This week some of the teachers in the district attended a workshop held here at the SD#60 board office. Our focus for the session was early numeracy, in particular, number relationships that are important for young learners. We focused on these “big four” relationships:
• One more/one less (extending to two more/two less)
• Visual/spatial relationships
• The benchmarks or anchors of 5 and 10
• Whole-part-part
I particularly refer to the whole-part-part relationship in that manner (as opposed to part-part-whole often used by others). I like stating “whole” first because the emphasis of that relationship is that a number can be pulled apart into two smaller parts, not the joining together of two parts to make a larger whole. This distinction is not just a matter of semantics, but rather a spotlighting of the pulling apart. “To conceptualize a number as being made up of two or more parts is the most important relationship that can be developed about numbers” (Van de Walle, 2005).
Understand that there is a lot of counting that must take place as children work to build these relationships. They must repeatedly work with counters as well as dice, dominoes, ten frames, dot cards, dot plates, and other things that show patterned arrangements of numbers to build a deep understanding about the numbers, first 1-10, then extending to 20, to 100 and beyond.
The workshop participants went home with a set of dot plates they made from small paper plates and bingo daubers (see photo). They also took home 4 sets of small dot cards printed on colourful cardstock. Lastly they took away larger paper plates with dot patterns on them (the patterns from either mini dot cards or mini ten frames) that could become spinners for games or made into activities for math centres.
One other tool that we talked about was a grid of tools that both the teacher and students could use for representing numbers. When one looks at the grid and possible combinations of materials, it is easy to see that having a few good tools on hand allows for many different ways for young children to be involved in representing number.
Download the Representing Number Grid here.

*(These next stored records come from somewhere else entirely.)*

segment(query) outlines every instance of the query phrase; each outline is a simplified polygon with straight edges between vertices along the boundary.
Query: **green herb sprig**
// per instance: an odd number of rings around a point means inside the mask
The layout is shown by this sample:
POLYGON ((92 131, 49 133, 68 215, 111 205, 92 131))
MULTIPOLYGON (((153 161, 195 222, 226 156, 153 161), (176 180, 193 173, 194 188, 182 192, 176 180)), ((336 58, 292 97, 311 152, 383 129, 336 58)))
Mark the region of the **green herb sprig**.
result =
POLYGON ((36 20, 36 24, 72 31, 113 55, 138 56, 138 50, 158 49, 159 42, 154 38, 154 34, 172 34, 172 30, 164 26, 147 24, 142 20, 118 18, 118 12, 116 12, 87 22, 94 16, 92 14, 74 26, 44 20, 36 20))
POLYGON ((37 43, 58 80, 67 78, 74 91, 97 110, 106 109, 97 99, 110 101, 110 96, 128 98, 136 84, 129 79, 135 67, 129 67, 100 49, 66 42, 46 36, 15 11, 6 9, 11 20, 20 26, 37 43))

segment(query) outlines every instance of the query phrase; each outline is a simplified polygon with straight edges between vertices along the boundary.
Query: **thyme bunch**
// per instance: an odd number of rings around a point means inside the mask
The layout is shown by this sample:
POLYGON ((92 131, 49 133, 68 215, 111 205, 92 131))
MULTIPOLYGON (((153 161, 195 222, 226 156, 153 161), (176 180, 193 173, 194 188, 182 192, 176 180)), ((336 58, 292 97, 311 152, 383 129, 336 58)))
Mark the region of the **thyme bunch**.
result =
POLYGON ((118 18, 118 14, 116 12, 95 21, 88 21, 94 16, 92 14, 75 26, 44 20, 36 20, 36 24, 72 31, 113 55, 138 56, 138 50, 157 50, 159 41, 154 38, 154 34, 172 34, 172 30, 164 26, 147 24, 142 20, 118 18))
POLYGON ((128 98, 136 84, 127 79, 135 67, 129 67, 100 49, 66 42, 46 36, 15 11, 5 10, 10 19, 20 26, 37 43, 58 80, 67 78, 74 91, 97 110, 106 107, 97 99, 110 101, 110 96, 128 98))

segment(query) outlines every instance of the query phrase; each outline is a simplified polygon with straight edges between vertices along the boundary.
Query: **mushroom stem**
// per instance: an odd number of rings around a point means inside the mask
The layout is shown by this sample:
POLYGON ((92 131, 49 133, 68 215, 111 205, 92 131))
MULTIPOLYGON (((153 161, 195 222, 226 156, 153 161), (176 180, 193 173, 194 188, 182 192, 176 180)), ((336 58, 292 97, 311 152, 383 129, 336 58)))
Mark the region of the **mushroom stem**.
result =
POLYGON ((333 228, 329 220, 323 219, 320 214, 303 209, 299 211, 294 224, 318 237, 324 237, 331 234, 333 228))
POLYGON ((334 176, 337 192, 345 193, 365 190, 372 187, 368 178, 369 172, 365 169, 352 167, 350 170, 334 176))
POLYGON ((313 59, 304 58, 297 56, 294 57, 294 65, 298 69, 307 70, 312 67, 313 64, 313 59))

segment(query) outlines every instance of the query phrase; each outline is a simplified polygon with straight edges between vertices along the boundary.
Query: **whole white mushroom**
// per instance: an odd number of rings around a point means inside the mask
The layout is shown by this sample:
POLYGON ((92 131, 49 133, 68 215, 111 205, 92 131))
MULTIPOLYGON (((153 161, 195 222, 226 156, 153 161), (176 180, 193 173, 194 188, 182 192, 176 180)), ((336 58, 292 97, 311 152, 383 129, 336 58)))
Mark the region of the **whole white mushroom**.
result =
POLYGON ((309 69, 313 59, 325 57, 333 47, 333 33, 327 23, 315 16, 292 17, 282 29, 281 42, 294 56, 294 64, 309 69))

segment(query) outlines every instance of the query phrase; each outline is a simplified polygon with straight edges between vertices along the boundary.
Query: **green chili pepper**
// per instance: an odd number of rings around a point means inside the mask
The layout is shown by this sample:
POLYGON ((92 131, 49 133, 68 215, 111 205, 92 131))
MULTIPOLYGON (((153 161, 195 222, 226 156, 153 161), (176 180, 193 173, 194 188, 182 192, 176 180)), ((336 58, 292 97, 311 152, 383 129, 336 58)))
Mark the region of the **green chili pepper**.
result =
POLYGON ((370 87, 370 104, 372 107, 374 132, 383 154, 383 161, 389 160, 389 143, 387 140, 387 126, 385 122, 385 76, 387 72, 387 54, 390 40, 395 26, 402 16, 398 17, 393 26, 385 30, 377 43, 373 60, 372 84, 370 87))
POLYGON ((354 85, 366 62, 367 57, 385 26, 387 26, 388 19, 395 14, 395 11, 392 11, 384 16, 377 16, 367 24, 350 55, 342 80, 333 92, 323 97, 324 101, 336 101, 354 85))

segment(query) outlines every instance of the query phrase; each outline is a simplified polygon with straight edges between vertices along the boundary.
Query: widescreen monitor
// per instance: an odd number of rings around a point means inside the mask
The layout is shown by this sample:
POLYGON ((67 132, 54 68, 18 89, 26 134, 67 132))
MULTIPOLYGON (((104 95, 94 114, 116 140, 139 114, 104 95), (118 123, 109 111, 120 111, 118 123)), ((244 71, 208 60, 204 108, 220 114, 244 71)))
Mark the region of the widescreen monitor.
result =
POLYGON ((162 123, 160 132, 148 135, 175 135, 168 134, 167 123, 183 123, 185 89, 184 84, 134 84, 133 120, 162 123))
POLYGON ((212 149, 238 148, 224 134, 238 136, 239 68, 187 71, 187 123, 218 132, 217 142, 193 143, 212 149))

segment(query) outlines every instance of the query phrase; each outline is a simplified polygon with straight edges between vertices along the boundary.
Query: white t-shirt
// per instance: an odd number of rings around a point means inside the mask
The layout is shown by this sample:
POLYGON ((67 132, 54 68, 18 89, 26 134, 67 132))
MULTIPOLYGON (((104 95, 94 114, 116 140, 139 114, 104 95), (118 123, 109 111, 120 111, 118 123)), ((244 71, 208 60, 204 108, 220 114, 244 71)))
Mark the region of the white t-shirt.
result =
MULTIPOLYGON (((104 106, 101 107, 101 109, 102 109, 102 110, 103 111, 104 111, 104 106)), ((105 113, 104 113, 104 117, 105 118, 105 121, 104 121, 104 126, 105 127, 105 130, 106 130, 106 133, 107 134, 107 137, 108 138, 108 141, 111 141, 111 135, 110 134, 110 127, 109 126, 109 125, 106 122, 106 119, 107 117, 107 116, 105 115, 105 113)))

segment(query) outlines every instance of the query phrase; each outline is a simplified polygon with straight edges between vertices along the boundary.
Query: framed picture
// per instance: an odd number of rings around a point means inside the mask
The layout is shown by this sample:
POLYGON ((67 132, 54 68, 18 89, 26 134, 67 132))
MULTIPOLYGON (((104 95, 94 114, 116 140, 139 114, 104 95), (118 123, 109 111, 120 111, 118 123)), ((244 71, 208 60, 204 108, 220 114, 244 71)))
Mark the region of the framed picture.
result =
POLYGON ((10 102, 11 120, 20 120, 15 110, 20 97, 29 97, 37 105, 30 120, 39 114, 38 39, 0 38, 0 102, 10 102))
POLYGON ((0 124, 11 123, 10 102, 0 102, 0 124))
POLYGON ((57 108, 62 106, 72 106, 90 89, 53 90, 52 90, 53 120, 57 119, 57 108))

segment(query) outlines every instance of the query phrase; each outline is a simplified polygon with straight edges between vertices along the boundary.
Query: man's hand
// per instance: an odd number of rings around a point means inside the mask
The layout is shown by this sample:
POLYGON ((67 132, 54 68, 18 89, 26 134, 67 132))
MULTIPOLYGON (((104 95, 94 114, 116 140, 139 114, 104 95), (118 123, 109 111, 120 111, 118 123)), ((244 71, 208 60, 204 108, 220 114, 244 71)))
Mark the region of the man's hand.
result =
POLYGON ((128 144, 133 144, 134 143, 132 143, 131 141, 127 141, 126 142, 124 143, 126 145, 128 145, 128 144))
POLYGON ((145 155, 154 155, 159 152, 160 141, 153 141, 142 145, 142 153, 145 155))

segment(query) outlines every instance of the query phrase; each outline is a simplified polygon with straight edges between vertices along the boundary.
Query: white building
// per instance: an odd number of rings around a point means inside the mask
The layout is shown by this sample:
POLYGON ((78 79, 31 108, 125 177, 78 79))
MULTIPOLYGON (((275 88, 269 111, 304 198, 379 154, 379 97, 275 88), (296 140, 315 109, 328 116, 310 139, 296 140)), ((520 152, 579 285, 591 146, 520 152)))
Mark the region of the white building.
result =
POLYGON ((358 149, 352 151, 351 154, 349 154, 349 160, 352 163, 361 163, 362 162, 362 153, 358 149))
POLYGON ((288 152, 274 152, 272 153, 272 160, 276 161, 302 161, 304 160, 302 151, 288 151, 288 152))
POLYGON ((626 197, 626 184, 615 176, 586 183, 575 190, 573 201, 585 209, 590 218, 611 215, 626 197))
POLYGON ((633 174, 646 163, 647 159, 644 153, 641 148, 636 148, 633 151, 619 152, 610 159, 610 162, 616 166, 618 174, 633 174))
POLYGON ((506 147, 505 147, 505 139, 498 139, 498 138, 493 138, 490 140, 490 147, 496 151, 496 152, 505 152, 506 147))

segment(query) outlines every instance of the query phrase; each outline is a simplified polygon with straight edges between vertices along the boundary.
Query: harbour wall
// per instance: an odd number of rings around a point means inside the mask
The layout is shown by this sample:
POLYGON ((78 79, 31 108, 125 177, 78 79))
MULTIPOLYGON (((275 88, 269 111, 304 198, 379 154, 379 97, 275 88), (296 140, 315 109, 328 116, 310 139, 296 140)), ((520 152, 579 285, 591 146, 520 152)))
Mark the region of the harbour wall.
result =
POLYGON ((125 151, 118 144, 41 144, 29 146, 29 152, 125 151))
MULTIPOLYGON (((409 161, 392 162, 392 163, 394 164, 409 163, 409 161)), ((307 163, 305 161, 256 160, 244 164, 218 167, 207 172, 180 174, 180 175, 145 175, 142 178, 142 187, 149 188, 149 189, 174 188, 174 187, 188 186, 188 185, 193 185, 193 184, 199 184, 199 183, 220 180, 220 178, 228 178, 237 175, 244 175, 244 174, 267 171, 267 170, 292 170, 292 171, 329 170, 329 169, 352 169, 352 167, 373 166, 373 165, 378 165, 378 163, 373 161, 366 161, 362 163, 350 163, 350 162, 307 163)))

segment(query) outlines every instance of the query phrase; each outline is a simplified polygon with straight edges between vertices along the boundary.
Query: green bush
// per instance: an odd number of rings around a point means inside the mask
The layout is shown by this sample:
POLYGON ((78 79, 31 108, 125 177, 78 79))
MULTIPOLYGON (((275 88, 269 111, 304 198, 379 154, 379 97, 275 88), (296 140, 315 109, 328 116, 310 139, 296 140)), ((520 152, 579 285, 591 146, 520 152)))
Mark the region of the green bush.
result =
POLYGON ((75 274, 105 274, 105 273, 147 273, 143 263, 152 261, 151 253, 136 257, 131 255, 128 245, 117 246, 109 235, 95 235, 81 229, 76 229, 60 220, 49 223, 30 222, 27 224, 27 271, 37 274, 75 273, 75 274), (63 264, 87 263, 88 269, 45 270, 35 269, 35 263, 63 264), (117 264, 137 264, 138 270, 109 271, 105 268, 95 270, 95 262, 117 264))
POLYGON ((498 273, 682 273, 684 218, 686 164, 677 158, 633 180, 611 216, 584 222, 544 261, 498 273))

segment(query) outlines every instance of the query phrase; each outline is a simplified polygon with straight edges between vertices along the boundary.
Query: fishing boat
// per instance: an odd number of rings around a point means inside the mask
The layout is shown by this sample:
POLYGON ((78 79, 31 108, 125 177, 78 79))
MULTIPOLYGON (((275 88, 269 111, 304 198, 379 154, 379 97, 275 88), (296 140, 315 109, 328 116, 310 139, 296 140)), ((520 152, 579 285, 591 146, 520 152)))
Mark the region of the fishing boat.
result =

Download the dot card spinner here.
Download the ten frame spinner here.
I hope you will think deeply about the ways you are having your young learners interact with numbers! You are laying the foundation for later mathematical learning.
Mathematically yours,
Carollee
PS My apologies to the participants — I had intended to post this blog by the end of last week and did not get to it, and over the weekend I did not have access to the visuals I wanted to post with it. So, hopefully, this is a case of better late than never!
Reference
Van de Walle, J. and Folk, S. (2005). Elementary and Middle School Mathematics: Teaching Developmentally (Canadian Edition). Pearson: Toronto.
I LOVE the math spinners with dots and ten frames, but unfortunately the download link does not work. Would it be possible to email them to clbowen@mail.worcester.k12.md.us. Many thanks, Connie 😊
Yes, Connie. I will email those to you right away. Dropbox changed its workings and most of the links no longer work–so sad.